Responderam os Autores, concluindo pela improcedência da arguida excepção, por considerar, em síntese, que estamos perante actos materialmente administrativos, embora sob (indevida) forma legislativa e, portanto, sindicáveis junto dos tribunais administrativos, nos termos dos artº268º, nº4 da CRP e 52º, nº1 do CPTA (cf. artº 3º a 33º dessa resposta).
2. O âmbito da jurisdição administrativa e a competência dos tribunais administrativos, em qualquer das suas espécies, é de ordem pública e o seu conhecimento precede o de qualquer outra matéria (artº13º do CPTA).
Assim, a apreciação da competência material deste Tribunal para conhecer da presente acção tem, necessariamente, de preceder a apreciação da impugnabilidade dos actos aqui em causa, a qual só poderá ser apreciada pelo tribunal competente para deles conhecer.
Como é sabido, a competência afere-se pelo quid disputatum e não pelo quid decisum. (Manuel de Andrade, Noções Elementares de Processo Civil, Coimbra, 1979, pág. 91 e acórdãos do Tribunal de Conflitos de 4-7-2006, proc. 11/2006, de 26.9.96 (Ap. D.R., p. 59), 27.2.02, procº. n° 371/02, 9.3.04, proc.° n° 4/03, 23.9.04, proc.° n° 5/04, Acs. do STA de 12-01-88, proc.° n.° 24.880, in Ap. D.R., p. 106 e do STJ de 6-06-78, in BMJ, 278, 122.)
Ora, os Autores pedem, na presente acção, a declaração de nulidade ou anulabilidade de alegados actos materialmente administrativos, contidos nos seguintes diplomas legais:
- -o Decreto-Lei nº170/2000, de 08.08 que, ao abrigo do artº198º, nº1, b) da CRP e, portanto, de autorização legislativa conferida pelo artº12º da Lei nº3-B/2000, de 04.04, prorrogou “por mais um período de três anos, contados a partir de 22 de Agosto de 2000”, as medidas preventivas de ocupação do solo, na área de implantação potencial do novo aeroporto internacional, então previsto para a zona da OTA, definidas nos “Quadros A e B” anexos ao Decreto nº31-A/99, de 20.08 (este último diploma legal prorrogara por um ano essas medidas que haviam sido inicialmente fixadas pelo DL 42/97, de 21.08, para um período de dois anos, ao abrigo da Lei dos Solos - Lei nº794/76, de 05.11);
- -o Decreto-Lei nº 118/2003, de 14 de Junho que igualmente ao abrigo do artº198º, nº1b) da CRP e, portanto, de autorização legislativa conferida pelo artº1º da Lei nº5/2003, de 27.02, novamente procedeu à prorrogação do prazo dessas medidas preventivas, “ por mais um período de três anos, contados de 22 de Agosto de 2003”;
- -A Lei nº 38/2006, de 17.08 que, ao abrigo do artº161º c) da CRP, voltou a prorrogar por “um período não superior a três anos”, o prazo de vigência das referidas medidas preventivas decretadas para a área em questão.

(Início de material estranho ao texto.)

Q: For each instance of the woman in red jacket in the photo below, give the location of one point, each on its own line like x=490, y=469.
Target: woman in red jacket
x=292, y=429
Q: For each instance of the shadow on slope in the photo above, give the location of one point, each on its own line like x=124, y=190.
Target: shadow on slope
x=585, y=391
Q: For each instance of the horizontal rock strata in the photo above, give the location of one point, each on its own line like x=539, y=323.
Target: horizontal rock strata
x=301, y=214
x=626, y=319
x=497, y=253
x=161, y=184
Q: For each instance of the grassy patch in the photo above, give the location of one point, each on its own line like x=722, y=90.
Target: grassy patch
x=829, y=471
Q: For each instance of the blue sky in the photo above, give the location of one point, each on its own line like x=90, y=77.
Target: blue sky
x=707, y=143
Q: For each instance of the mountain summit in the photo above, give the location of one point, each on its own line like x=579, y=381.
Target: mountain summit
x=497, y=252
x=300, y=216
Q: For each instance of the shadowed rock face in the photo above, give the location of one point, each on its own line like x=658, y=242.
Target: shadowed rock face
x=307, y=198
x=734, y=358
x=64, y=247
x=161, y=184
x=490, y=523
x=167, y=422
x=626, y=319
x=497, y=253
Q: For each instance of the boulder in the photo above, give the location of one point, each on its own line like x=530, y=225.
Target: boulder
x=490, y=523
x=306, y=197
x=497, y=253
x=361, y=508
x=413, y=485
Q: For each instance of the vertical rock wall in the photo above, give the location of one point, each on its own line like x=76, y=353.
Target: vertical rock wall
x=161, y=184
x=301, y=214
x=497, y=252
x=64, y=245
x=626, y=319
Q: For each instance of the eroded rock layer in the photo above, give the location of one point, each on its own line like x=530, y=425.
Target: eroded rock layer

Alegam, como fundamento e, em síntese, que a reedição das medidas preventivas em apreço, por via da sucessiva prorrogação do prazo máximo fixado no artº9º da Lei dos Solos, apesar de ter sido operada por via legislativa, traduz-se, substancialmente, na prática de actos materialmente administrativos que, a seu ver, padecem de nulidade por duas principais razões: (i) contendem com o conteúdo essencial do direito fundamental à igualdade de todos perante a lei e ainda (ii) com o conteúdo essencial do direito fundamental de propriedade privada, pelo que violam os artº13º e 62º, nº2 da CRP (artº133º, nº2d) do CPA).
Para o caso de se admitir que não estão em causa actos administrativos, mas antes normas, pedem que seja conhecida e declarada a sua ilegalidade, nos termos do artº73º, nº2 do CPTA.
3. Cabe aos tribunais administrativos e fiscais o julgamento das acções que tenham por objecto dirimir os litígios emergentes das relações jurídicas administrativas e fiscais (artº212º, nº3 da CRP e artº1º, nº1 do actual ETAF), nomeadamente os elencados no artº4º nº1 do actual ETAF.
E nos termos da alínea c) deste último preceito legal, compete aos tribunais da jurisdição administrativa e fiscal a apreciação de litígios que tenham por objecto «a fiscalização da legalidade de actos materialmente administrativos, praticados por quaisquer órgãos do Estado ou das regiões autónomas, ainda que não pertençam à Administração Pública».
Está, além de outros, excluída do âmbito da jurisdição administrativa e fiscal a apreciação de litígios que tenham por objecto a impugnação de actos praticados no exercício da função política e legislativa (artº 4º, nº2, a) do ETAF).
Ora, apesar de a competência do tribunal se aferir face ao pedido e à causa de pedir tal como configurados pelo autor na petição inicial, não está o Tribunal sujeito à qualificação jurídica dada pelos aqui Autores aos actos impugnados (cf. artº664º do CPC), pelo que estando a competência do tribunal dependente dessa qualificação, impõe-se, antes de mais, que se aprecie se, efectivamente, estamos aqui perante actos materialmente administrativos, sob a forma de lei e de decreto-lei, tal como pretendem os Autores.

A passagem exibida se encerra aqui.